Yuen Tai-yung (阮大勇 (Ruǎn Dàyǒng); born 1941) is a Chinese artist best known for his Hong Kong movie posters. Dubbed "The Godfather of Hong Kong Movie Posters", he produced over 200 posters from the 1970s to 1990s that include notable films of Bruce Lee, the Hui Brothers, Karl Maka, Stephen Chow, Jackie Chan and Sammo Hung. His other works include advertisements, comic magazine covers, portraits, sketches, and satirical comics.

==Life and career==
Yuen was born in 1941 in Zhejiang and raised in Shanghai. In 1957 during his teens, he moved to Hong Kong and started work in factories. Around 1965, he worked at the advertising company as an illustrator, a skill that he had to self-teach.
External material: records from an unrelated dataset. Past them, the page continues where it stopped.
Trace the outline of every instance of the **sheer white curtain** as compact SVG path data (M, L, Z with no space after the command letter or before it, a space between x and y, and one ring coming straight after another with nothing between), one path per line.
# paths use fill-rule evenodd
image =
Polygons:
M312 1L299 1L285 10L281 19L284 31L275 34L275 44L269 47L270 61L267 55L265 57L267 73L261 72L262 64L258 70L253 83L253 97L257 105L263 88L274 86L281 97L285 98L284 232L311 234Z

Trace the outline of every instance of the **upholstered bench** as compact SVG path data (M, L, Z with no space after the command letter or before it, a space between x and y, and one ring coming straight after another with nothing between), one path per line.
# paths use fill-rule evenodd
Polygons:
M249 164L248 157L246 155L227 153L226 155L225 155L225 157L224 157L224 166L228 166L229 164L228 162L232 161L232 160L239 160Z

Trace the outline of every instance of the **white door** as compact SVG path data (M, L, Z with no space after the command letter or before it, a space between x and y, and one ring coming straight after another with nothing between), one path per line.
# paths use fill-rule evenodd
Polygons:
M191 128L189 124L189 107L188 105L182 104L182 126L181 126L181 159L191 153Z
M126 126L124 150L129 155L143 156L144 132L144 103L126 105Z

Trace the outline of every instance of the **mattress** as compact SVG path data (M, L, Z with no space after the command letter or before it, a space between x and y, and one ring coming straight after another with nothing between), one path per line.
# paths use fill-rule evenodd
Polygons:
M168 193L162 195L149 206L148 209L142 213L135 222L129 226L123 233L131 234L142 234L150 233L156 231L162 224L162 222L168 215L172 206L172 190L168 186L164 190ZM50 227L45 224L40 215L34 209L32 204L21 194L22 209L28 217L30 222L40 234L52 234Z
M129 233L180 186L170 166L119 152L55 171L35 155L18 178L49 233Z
In 1975, Yuen was commissioned by the Hui brothers to create a movie poster for their second film, The Last Message (1975). After completing the job, he received another request to design a similar poster for The Private Eyes (1976). When The Private Eyes became a record-breaking box office success, Yuen found himself in high demand, and was able to establish himself as the go-to poster artist by local Hong Kong film studios.

In 1992, Yuen retired and moved to New Zealand. After his wife died in 2007, he returned to Hong Kong and resumed sketching and showcasing his works at art exhibit.